= Piper to the Queen Mother =

Position in the British Royal Household

The Piper to the Queen Mother was a position in the British Royal Household in which the holder of the office was responsible for playing the bagpipes at the request of Queen Elizabeth the Queen Mother. The position was established in 1953 and disbanded in 2002 following her death.

The first Piper to the Queen Mother was Leslie de Laspee, Pipe Sergeant of the London Scottish of which the Queen Mother was honorary colonel. Soon afterwards he was appointed Pipe Major. Subsequently, the position was held by the then current Pipe Major of the London Scottish.

The principal duty was to play in the gardens of Clarence House at 9 am for 15 minutes on three mornings per week, and at state events as requested.

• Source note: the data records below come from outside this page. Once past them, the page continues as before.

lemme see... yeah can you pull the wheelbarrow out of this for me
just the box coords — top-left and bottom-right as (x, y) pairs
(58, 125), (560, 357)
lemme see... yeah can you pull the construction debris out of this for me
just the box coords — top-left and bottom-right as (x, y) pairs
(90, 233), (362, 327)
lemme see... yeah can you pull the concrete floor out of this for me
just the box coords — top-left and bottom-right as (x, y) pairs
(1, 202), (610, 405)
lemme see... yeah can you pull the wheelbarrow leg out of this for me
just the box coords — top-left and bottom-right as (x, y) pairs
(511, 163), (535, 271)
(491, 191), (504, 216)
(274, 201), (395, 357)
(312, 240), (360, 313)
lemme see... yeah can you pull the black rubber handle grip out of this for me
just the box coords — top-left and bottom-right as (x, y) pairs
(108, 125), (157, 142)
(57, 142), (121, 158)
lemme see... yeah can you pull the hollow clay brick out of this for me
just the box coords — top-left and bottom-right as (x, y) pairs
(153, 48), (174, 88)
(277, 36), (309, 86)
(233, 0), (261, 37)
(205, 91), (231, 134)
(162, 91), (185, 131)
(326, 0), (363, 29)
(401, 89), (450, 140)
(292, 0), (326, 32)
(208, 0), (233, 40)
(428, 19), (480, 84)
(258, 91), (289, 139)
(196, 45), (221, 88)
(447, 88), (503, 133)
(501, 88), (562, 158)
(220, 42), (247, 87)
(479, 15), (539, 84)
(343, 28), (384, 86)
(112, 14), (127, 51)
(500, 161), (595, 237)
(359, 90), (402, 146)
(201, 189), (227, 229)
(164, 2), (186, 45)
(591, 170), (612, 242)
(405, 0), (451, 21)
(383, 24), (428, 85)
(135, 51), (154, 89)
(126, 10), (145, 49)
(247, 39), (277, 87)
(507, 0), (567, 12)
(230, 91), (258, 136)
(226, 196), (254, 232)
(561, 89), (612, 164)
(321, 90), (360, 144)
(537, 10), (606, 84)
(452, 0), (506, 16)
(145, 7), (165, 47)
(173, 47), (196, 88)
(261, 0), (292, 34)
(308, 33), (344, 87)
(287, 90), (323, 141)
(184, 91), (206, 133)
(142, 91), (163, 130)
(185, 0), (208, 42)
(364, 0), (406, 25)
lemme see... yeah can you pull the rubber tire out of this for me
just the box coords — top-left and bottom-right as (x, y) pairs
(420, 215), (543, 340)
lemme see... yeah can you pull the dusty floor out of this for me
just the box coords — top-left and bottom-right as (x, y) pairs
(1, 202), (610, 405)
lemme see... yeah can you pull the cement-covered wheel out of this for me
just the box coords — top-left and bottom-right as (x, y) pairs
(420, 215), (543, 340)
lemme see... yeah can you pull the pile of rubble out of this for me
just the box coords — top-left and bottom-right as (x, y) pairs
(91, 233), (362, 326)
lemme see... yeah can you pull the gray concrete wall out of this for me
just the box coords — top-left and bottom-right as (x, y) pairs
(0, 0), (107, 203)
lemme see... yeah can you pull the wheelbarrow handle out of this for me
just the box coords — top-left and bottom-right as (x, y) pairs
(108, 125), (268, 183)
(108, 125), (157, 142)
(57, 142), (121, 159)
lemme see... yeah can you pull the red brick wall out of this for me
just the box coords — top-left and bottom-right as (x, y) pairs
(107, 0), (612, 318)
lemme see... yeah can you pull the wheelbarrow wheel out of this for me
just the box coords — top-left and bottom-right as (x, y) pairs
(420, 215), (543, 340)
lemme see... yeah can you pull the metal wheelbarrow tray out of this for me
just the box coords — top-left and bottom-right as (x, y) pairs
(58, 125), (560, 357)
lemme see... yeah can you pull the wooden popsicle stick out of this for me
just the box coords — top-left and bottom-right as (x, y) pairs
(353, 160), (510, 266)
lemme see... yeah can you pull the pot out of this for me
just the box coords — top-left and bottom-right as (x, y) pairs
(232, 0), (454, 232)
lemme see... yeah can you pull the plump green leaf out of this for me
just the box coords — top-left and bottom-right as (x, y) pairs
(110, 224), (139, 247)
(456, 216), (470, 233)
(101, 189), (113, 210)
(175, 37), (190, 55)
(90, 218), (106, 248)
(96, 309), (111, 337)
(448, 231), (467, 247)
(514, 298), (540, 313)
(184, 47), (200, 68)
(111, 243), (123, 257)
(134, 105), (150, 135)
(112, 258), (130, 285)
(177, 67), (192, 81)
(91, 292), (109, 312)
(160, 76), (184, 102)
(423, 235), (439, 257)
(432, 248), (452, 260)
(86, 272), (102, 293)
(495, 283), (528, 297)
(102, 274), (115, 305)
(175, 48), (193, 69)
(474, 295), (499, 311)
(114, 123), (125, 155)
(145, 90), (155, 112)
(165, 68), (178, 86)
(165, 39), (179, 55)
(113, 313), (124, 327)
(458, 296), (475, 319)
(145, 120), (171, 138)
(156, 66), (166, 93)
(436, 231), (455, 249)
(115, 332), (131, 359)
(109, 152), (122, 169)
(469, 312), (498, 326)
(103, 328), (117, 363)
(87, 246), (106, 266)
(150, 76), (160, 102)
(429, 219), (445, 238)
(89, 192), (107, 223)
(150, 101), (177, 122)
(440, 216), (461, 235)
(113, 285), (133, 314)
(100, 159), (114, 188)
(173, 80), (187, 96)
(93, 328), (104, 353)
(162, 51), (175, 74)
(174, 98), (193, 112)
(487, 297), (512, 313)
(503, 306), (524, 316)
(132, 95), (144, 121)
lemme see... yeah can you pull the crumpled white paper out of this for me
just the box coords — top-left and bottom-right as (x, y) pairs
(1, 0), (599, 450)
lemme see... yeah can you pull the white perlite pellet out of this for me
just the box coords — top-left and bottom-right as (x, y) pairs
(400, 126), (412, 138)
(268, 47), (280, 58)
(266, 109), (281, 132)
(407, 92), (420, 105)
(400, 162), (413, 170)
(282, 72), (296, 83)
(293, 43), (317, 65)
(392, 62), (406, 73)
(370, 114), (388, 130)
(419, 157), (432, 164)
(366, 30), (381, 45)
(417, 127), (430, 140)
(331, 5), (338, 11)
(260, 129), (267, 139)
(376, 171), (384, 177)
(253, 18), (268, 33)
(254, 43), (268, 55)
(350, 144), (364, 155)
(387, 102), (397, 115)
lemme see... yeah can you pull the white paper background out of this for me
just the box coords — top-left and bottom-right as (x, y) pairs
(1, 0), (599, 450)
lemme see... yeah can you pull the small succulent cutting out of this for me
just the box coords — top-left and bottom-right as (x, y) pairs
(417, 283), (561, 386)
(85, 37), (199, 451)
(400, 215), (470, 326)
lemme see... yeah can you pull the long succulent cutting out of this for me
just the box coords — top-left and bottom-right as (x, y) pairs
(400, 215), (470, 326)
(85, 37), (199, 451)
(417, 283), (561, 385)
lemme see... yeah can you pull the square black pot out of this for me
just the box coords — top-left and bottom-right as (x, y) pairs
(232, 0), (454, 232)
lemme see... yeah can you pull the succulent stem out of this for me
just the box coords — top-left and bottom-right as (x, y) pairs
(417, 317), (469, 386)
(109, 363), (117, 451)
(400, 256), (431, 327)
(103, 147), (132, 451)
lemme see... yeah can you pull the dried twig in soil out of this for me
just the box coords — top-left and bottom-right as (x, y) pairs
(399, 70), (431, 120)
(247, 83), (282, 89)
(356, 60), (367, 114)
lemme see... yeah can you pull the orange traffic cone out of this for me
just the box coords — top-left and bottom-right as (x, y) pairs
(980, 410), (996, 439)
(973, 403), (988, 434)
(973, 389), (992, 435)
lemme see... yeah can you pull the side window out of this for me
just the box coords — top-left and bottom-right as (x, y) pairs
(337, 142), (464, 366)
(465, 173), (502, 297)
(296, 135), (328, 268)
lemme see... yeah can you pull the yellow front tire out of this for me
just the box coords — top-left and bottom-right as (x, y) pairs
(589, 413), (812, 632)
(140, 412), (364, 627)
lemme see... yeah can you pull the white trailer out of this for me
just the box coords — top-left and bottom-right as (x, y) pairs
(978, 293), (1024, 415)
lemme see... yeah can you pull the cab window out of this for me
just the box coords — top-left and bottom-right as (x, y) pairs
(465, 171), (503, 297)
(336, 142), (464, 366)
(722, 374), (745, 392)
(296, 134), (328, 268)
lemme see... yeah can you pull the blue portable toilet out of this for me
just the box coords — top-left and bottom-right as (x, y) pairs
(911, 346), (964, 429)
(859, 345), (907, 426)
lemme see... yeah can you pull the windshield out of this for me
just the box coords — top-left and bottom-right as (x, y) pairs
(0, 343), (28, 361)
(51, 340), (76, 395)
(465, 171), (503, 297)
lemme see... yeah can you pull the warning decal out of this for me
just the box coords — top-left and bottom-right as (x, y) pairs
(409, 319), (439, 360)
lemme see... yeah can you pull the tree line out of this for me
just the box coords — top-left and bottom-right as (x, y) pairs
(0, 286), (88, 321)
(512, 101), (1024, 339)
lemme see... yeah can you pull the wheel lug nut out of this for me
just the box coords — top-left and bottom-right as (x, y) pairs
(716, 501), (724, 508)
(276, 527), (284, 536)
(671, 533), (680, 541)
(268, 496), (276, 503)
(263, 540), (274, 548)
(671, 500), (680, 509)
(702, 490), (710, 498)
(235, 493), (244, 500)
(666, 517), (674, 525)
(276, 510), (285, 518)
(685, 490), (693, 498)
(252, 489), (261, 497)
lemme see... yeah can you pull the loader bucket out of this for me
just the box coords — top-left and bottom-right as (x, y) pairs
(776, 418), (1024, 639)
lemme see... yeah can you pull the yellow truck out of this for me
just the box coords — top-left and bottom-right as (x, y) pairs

There was no payment for these duties and the appointment was considered to be an honour.

The pipers holding the position were:
- 1953-1975: P/Sgt (later PM) Leslie de Laspee
- 1975-1985: PM D. Duncan
- 1985-1990: PM John Spoore
- 1990-1999: PM Ian King
- 1999-2001: PM Christopher Macpherson
- 2001-2002: PM John Bracken

Pipe Majors Spoore and Macpherson played at the Queen Mother's funeral in 2002.

Pipe Major Leslie de Laspee played the role of private Bill Millin in the Holywood film The Longest Day (1962). Bill Millin (1922–2010), who was personal piper to Simon Fraser, 15th Lord Lovat, commander of 1 Special Service Brigade at D-Day, is best remembered for playing the pipes whilst under fire during the D-Day landing in Normandy.